The Players try something different with the pastiche Red Hot Operetta.
By Kay Kipling
Apparently Players fans love their operettas (it’s said they frequently request them to be performed), and perhaps that’s true, no matter what adulterated form this brand of musical theater takes.
So Players artistic director Jeffery Kin tried something different with this show, which he wrote and conceived. It’s not any one operetta; instead, he’s stitched together bits and pieces from several Gilbert and Sullivan works, with nods to The Desert Song, The Student Prince and other well-known pieces by other composers as well. It’s not a revue, exactly, since he also tries to string together a plot line: The dreaded Pirates of Penzance, headed by the Pirate King (Randy Garmer, having a field day), abduct several female characters (Ruth, Buttercup and Josephine—sound familiar, G&S lovers?); and their menfolk (including the Captain, Sir Joseph and Ralph Rackstraw) spend the rest of the show trying to get them back, on an across-the-globe journey that takes them to many places including the Orient (after all, we have to get The Mikado in there, too).
It’s outlandish, although perhaps not much more outlandish than some of the plots of the “real” operettas the show is based on, if you think about it. There are advantages to this idea: First, the Players spend less money on rights and production values (it looks like they raided the theater’s closets for costumes from past productions); second, it does give several of the show’s best singers a chance to demonstrate what they can do on certain lovely and familiar melodies. (Although the visiting singers from Key Chorale, seated near the wings, are rather wasted here.)
There are also occasional clever bits of business, with winks and nods to the audience about the silliness of it all. Kin and director Jack Eddleman have assembled a good team here; musical director Joyce Valentine is a stalwart who goes above and beyond the call of duty, and the show is made more appealing throughout by the sprightly yet simple choreography of veteran Jimmy Hoskins.

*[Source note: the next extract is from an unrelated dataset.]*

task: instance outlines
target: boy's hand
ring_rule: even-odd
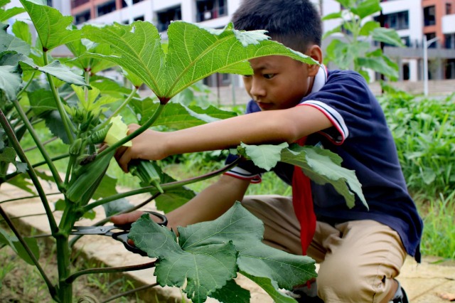
[[[140,127],[138,124],[128,125],[128,134]],[[147,129],[132,139],[131,147],[120,147],[115,152],[115,159],[124,172],[128,172],[128,164],[135,159],[161,160],[168,155],[164,148],[166,133]]]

Which is hardly to say that Red Hot Operetta is an undiluted pleasure. The cast works hard, and there are energetic and generously broad performances by Tanya Lewis, Susan Cole and Kaylene McCaw as the kidnapped ladies, among others.
But you wouldn’t feel as if you’d missed anything if you had to step out for an extended bathroom break. To be honest, you wouldn’t feel as if you’d missed anything if you skipped the show altogether. Red hot? I’m afraid it’s rather tepid.